Sans l’aide de Marsh, je ne peux pas y arriver. Il me regarde, m’encourage d’un signe de tête, il a compris qu’il fallait que je laisse une partie de mon histoire sur le bas-côté. Alors, je commence à raconter.

Je ne sais pas par où commencer, je n’ai pas l’habitude de me retourner. Je ne sais qu’avancer, encore et toujours. Sans réfléchir, poser un pas après l’autre. Toujours surprise d’être debout.

Il me faut à cet instant glisser dans la maison des secrets, monter jusqu’au grenier pour ouvrir les cartons empoussiérés et replonger dans les souvenirs soigneusement rangés dans des boîtes fermées à double tour. L’arrivée de ma sœur, tout à l’heure, vient de renverser le sablier. La colonne de grains de sable, en remontant, défie la gravité. Le temps s’écoule à l’envers.

J’ai trois ans.

Comme sur un damier d’échiquier, tout va par paire, ma mère et mon père, le chien et le chat, Émilie et Lilas. La vie est belle, dans une jolie maison au bord de la mer, nos parents nous aiment. Ma sœur est toujours avec moi, mon double, ma moitié, mon identité. Je ne sais pas comment font ceux qui n’ont pas de jumeaux. Arrive-t-on à trouver l’équilibre sans contrepoids ?

Les années passent, on a presque sept ans.

La vie nous gâte : l’école, quelques copains, pas beaucoup, moins que les doigts d’une main, les bains dans la mer sept mois dans l’année… Avec ma jumelle, nous en sommes au plus haut de notre point de fusion. Je suis dans sa tête, elle vit dans la mienne. Nous habitons dans une bulle de savon irisée et transparente, peuplée de lapins blancs toujours en avance, de chapeliers qui servent le thé dans des dînettes en porcelaine et du chien dont le sourire ne s’efface pas.

Pourtant, il y a parfois quelques éclairs qui rayent le bleu du ciel.

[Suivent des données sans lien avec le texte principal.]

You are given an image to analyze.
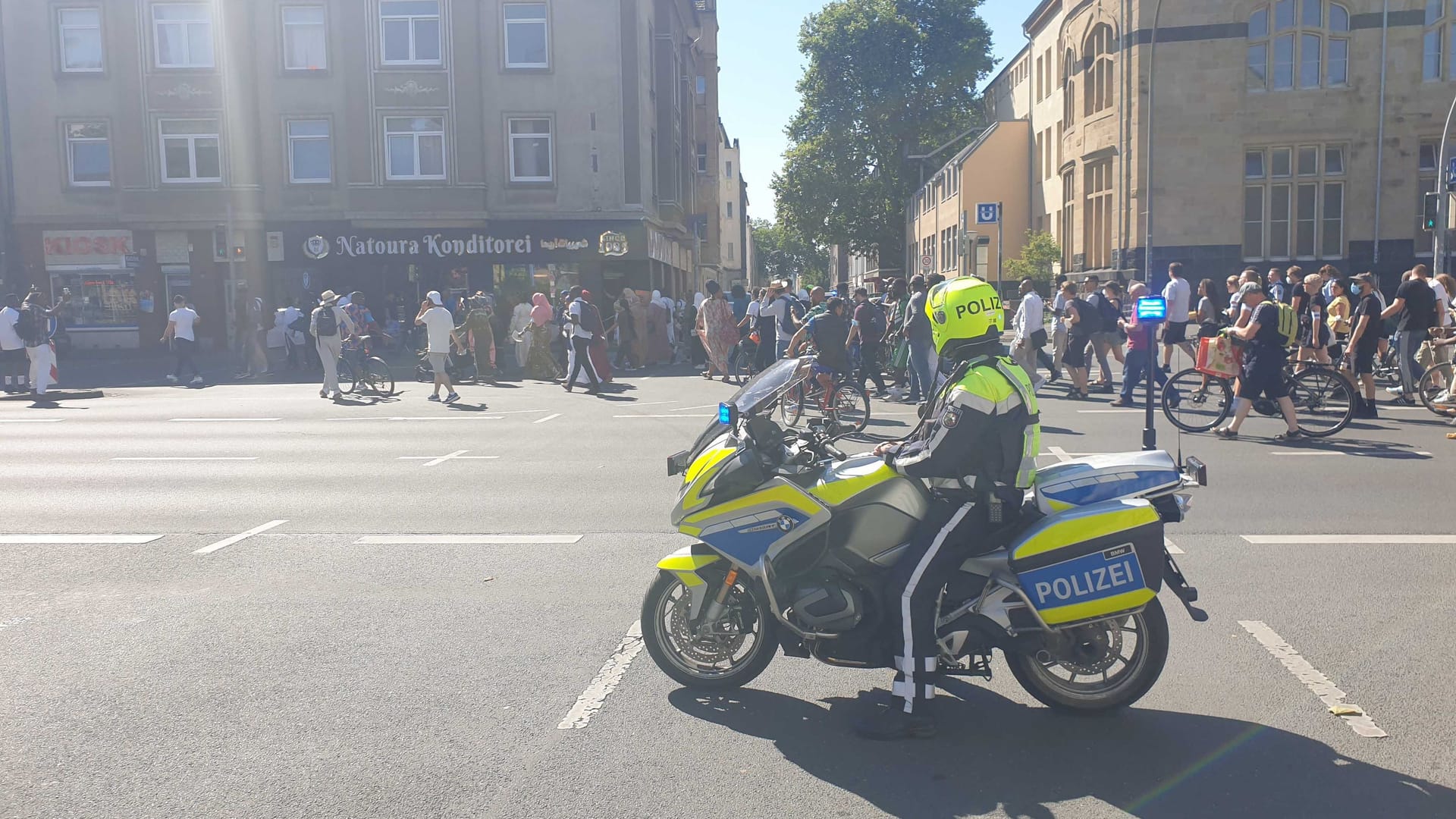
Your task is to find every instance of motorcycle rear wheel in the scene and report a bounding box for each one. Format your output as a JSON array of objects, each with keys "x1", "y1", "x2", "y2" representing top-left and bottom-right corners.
[
  {"x1": 642, "y1": 571, "x2": 779, "y2": 691},
  {"x1": 1006, "y1": 598, "x2": 1168, "y2": 714}
]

Les parents s’enguirlandent, bien plus qu’avant. Je ne comprends pas ce qui se passe, des ennuis d’argent ou de fréquentations. Ces tensions inhabituelles, avec Émilie, nous les ressentons.

Et puis, un soir, alors que nous sommes seules avec maman, une voiture s’arrête dans la cour. Un homme en sort, une ombre sombre. Ma mère s’approche, il lui dit quelque chose. Elle ne bouge plus, statue pétrifiée. Enfermées dans la cuisine, impossible pour nous d’entendre les paroles échangées. Elle monte dans le véhicule, sans nous parler, sans nous regarder. Et disparaît.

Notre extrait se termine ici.